La forêt encore la forêt, irrégulière, immense. J'avais beau avoir marché ce qui me semblait être des heures durant, je n'avais  toujours pas croisé d'homme de l'équipage, mort ou vif. Peut être parce que je n'avais pas voulu m'enfoncer dans cet enfer végétal en préférant rester dans un rayon de 2km du bord ?

Lorsqu'un son me glaça le sang, encore très lointain et pourtant reconnaissable sans aucun doute : des Nazgors. Si des alliés étaient dans la forêt, ils avaient du soucis à se faire, ces bêtes là, elles sont du genre coriaces. Priant pour eux et soulagée de ne pas m'être enfoncée plus loin que ça, je rebroussais chemin cherchant à sortir au plus vite de la forêt. C'est alors qu'en levant les yeux au ciel j'aperçois un Hellrow, le brouillard bien qu'il se soit quelque peu dissipé m'empêche d'en être certaine, mais je parierais qu'il tient un homme entre ses pattes. C'est alors que je le vis tomber en chute libre. Mais ça doit bien faire 5m de haut au moins. MERDE ! Je m'élance alors dans sa direction, priant pour qu'il ait pu survivre à l'impact. Lorsqu'il était ainsi dans le ciel il ne me semblait pas si loin que ça, pourtant j'avais l'impression d'être au ralenti. Il fallait que je me dépêche, si l'Hellrow revenait sur lui, cela signerait son arrêt de mort. C'est alors que je le vis, allongé sur le sol se vidant de son sang.
Je m'approche examinant la situation.

« Hey ? Tu m'entends ? » Il répondit dans un grognement de mots que je ne compris pas. Peu importe il était en vie. Mais pas pour longtemps si je ne stoppais pas l'écoulement de son sang. J'étais pas médecin moi putain! Vite avant qu'il perde conscience. Je sortis mon couteau, déchirais un morceau de tissu et lui fit un garrot au bras. Si on ne trouvait pas un médecin rapidement il pouvait dire adieu à son bras et peut être à sa vie. Je ne pouvais pas le soigner, même avec le kit de premiers soins, je n'avais pas le temps, il fallait qu'on aille se cacher.
« Viens, je vais t'aider à te lever, il faut qu'on sorte de cette cuvette, on est à découvert». Il y avait des montagnes un peu plus à l'Est, il doit y avoir des grottes pour se cacher, il faut que je réussisse à l'y emmener coûte que coute.
Je l'aidais à se relever tandis qu'il grimaçait. Vu son état, la douleur devait être insoutenable.
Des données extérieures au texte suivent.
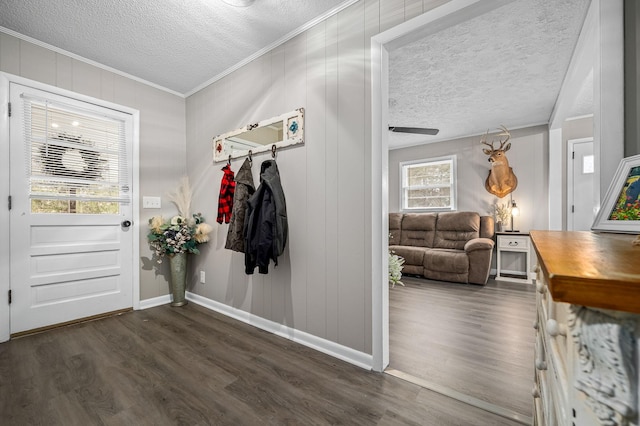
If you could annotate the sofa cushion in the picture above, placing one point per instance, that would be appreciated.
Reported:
(449, 261)
(418, 229)
(395, 224)
(454, 229)
(411, 255)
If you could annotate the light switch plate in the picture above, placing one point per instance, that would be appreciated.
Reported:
(151, 202)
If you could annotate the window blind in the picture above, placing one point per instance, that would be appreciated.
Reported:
(74, 154)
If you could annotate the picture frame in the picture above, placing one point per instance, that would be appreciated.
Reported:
(620, 211)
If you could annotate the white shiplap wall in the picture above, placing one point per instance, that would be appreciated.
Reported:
(322, 285)
(162, 127)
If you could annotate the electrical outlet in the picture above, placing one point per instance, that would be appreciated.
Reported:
(151, 202)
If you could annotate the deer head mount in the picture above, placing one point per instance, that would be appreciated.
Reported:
(501, 180)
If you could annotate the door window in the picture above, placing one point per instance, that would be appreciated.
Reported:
(76, 160)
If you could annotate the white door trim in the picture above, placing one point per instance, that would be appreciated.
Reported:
(570, 169)
(447, 15)
(5, 258)
(607, 109)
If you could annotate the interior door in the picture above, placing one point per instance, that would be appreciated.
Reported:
(70, 185)
(581, 203)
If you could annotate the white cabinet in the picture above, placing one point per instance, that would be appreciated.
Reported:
(513, 257)
(586, 348)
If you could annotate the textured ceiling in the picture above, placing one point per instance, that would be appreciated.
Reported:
(175, 44)
(504, 67)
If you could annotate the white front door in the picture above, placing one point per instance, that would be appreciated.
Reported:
(71, 240)
(580, 172)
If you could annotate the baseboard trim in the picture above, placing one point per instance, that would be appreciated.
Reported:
(328, 347)
(155, 301)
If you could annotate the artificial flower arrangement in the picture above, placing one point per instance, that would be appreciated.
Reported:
(183, 232)
(395, 267)
(502, 212)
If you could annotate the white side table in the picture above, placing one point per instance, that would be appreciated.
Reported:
(510, 244)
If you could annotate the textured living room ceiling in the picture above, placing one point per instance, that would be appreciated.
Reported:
(175, 44)
(504, 67)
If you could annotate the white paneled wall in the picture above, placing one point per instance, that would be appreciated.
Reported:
(162, 127)
(322, 285)
(527, 157)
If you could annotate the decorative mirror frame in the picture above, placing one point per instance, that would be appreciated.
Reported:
(293, 134)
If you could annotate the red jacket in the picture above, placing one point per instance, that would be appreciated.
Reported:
(225, 200)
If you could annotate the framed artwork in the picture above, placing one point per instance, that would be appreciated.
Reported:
(620, 211)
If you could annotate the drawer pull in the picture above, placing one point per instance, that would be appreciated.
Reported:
(554, 329)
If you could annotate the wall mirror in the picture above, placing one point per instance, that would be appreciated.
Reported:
(284, 130)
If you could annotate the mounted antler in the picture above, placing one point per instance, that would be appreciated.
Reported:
(505, 132)
(501, 180)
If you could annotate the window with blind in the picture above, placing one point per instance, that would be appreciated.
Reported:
(428, 185)
(76, 159)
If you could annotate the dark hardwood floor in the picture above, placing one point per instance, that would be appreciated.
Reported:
(191, 366)
(475, 340)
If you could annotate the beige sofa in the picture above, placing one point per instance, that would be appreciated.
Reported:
(450, 246)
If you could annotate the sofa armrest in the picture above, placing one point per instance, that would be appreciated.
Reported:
(478, 244)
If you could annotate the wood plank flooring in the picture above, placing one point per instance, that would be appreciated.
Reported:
(475, 340)
(192, 366)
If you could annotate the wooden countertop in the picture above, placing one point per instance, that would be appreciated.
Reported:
(600, 270)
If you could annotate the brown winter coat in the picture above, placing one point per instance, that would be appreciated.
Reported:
(244, 189)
Après 10min de marche intensive, nous arrivions sur une grande plaine avec au bout les montagnes. C'était maintenant qu'il allait falloir tout donner.
Je l'aidais à s'adosser contre un arbre. Lui tandis un en cas et un peu d'eau.
J'ouvris ma petite trousse de secours :
« Je suppose que tu n'es plus à ça près, mais je vais devoir te recoudre, et ça ne va pas être très agréable  »
Encore un grognement. Compréhensif pour le coup.
Tandis que je désinfectais la plaie béante et commençait le travail, je vis son visage se tendre. Reste concentrée. Qu'est ce que je détestais devoir faire ça. Tout exploser semblait tellement plus facile. Une fois le travail fini. Il semblait en un peu meilleur état. Je le laissais récupérer quelques instant, m'asseyant à ses côtés.  Le pauvre semblait déjà épuisé, tout le sang qu'il avait perdu semblait l'avoir laissé dans un état semi-végétatif. Trouver un refuge était plus que nécessaire.

J'observais alors la plaine. Les Hellbrows ne manqueraient pas de nous tomber dessus, et avec le blessé, nos chances étaient faibles. Mais je n'allais pas l'abandonner, ma conscience ne me le permettait pas.
Bien « Tu ne vas sûrement pas aimer, mais on va devoir courir ». La grimace qu'il fit alors me laissa échapper un ricanement, ce mec là était vraiment au bout de sa vie. Je l'aidais à nouveau à se lever.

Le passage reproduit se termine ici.